Transplant Cancer Match Study
The National Cancer Institute (NCI) is conducting the Transplant Cancer Match Study to examine cancer risk in solid organ transplant recipients. The study is a close collaboration among researchers and staff at various federal and state government agencies:
- The National Cancer Institute;
- The Health Resources and Services Administration, which oversees solid organ transplantation in the U.S.;
- The Scientific Registry of Transplant Recipients (SRTR);
- Multiple state and regional cancer registries throughout the U.S.

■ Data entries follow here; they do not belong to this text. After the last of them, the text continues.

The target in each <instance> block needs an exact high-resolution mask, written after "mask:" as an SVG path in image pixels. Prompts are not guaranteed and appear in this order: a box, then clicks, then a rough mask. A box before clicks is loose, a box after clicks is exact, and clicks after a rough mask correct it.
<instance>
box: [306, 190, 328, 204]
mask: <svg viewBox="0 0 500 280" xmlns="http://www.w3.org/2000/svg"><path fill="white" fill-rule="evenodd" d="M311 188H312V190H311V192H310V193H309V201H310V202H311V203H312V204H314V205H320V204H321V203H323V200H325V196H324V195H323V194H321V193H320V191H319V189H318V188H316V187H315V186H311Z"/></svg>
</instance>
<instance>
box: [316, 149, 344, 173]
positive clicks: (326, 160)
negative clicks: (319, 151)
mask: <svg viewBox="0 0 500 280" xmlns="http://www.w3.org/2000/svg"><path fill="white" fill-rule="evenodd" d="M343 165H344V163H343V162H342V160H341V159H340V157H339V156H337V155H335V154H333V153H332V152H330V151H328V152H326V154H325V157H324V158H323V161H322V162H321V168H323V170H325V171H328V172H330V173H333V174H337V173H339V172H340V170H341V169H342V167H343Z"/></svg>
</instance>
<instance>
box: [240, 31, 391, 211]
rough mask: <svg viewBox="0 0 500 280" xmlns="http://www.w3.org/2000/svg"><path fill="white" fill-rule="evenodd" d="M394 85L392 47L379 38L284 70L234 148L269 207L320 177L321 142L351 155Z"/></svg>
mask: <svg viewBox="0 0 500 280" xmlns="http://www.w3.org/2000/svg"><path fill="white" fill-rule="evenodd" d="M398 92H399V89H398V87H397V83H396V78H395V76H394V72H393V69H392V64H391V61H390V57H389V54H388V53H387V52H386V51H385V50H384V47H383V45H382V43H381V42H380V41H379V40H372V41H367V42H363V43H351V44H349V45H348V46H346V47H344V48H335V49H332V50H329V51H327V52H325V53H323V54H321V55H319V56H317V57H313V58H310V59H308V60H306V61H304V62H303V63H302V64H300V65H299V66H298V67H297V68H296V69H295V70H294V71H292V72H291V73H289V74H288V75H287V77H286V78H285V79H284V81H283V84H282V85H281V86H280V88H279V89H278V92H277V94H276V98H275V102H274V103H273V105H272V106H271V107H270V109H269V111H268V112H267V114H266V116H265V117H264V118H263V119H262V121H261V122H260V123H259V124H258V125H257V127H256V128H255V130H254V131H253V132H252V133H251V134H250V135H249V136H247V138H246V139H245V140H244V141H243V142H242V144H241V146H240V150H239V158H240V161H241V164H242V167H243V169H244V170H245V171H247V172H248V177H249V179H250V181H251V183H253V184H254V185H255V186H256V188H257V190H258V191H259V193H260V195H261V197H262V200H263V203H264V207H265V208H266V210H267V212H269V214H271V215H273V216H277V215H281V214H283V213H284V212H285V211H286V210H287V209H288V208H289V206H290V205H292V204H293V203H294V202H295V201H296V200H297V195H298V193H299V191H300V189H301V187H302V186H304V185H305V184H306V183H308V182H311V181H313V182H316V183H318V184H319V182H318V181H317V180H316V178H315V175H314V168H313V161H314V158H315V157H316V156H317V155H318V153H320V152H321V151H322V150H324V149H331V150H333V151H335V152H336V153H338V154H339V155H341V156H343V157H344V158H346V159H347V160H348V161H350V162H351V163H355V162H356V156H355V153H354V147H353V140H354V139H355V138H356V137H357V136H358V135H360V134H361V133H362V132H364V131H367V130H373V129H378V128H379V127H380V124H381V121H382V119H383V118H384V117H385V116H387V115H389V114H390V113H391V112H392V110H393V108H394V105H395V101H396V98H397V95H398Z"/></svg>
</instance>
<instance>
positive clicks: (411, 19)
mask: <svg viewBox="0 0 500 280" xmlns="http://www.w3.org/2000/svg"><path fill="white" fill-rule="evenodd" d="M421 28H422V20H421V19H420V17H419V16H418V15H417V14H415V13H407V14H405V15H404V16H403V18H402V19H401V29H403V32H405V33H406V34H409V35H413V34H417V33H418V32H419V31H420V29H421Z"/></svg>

Solid organ transplantation is a life-saving procedure for individuals living with end-stage organ disease. However, people who receive an organ transplant subsequently have an elevated risk for some cancers. This high risk occurs because the medications that recipients take to prevent rejection of the transplanted organ weaken the immune system. Also, some other cancer risk factors are common among transplant recipients.
By studying the patterns of cancer risk among transplant recipients, the Transplant Cancer Match Study investigators seek to better understand how the immune system protects people from developing cancer. Another goal of the study is to increase the safety of organ transplantation, by identifying cancers where the risk is especially high and looking for opportunities to improve transplant practice.
The study does not recruit participants, because it uses only data previously collected by public health agencies.